- Born: Mary Biddulph 20 July 1916 Williton, Somerset, England
- Died: 19 February 2008 (aged 91) Guernsey, Channel Islands

= Mary Barclay =

English actress (1916–2008)

Mary Barclay (20 July 1916 – 19 February 2008) was an English film, television and theatre actress. She was best known for playing Stella Dane in the Crossroads television series, as well as her role in the 1973 film, A Touch of Class.

==Early life==
Barclay was born Mary Biddulph in Williton, Somerset, England. She earned a double first from Cambridge University in Classics.

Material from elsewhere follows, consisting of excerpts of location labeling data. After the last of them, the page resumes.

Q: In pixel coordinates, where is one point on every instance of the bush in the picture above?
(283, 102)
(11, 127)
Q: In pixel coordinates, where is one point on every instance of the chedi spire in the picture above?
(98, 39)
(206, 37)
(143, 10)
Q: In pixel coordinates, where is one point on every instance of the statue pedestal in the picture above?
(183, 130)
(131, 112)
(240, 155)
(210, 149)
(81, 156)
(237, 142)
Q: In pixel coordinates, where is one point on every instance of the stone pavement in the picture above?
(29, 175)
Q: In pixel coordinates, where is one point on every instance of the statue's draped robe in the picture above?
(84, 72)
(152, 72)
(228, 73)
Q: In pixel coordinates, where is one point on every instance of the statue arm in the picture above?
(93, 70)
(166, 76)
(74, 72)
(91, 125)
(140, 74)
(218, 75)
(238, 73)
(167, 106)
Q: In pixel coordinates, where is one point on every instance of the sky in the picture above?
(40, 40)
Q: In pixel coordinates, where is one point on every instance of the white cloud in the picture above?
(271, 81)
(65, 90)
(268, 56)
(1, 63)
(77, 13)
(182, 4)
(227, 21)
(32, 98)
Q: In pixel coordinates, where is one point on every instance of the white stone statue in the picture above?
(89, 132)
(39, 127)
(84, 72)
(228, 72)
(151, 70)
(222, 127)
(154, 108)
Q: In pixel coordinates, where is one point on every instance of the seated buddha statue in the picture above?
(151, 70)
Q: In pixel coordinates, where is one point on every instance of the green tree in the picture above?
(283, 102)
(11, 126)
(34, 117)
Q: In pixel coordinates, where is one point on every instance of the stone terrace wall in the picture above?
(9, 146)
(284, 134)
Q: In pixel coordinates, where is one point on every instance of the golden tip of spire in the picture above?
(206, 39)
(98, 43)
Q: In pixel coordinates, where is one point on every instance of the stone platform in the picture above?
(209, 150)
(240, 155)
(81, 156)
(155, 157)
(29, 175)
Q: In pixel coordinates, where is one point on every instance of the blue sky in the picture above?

She applied to the Civil Service Board, but was turned down for the position. Afterwards she moved in with the mother of Ivor Novello in London. Novello's mother taught Barclay how to play the piano and sing. In return, Barclay agreed to take out her gin bottles. She worked at the landmark HMV music store on Oxford Street in London during this time.

Barclay enrolled in the Guildhall School of Music and Drama around the outbreak of the Second World War. She married Richard Barclay, who later became a BBC film editor, in 1940.

==Career==
The couple emigrated to Canada after the war. There she landed her first acting role in the 1948 Canadian drama, Sins of the Fathers. Barclay next played a prostitute in the Canadian opening of the play, Tit-Coq (Little Rooster), beginning in 1948. She remained as a cast member of the play for three years.

Barclay made her Broadway in New York in The Hollow by Agatha Christie. Her success in The Hollow led to other Broadway roles and appearances on American television shows, including Florence Nightingale. In 1955 she appeared in Witness for the Prosecution at the Henry Miller Theatre in New York City.

Barclay and her husband returned to Great Britain in 1956, where she continued to act in film, stage and television. She was cast in the Crossroads television series as Stella Dane, an overbearing mother-in-law during the 1960s. She continued on Crossroads for 18 months before becoming bored with the role. She asked the show's producers to kill off her character, which they did.

She later appeared as Jon Voight's mother in The Revolutionary in 1970. She also acted in the controversial Sex and the Other Woman in 1972. Sex and the Other Woman was cut by nine minutes because British censors objected to material in the film.

Barlay was cast in the 1973 film, A Touch of Class, opposite Glenda Jackson and George Segal. Her other credits included roles in Dixon of Dock Green, Steptoe and Son, Spy Trap and Secret Army. She played Sophie Chantal in Secret Army, which was set in Belgium during World War II, from 1977 until 1979.

==Death==
Mary Barclay died on 19 February 2008 at a nursing home in Guernsey at the age of 91. She had suffered from complications from a stroke which occurred seven years before her death.

Her first husband, Richard Barclay, had died from a heart attack in 1985. She married her second husband, David Taylor, a Scottish widower, in 1987.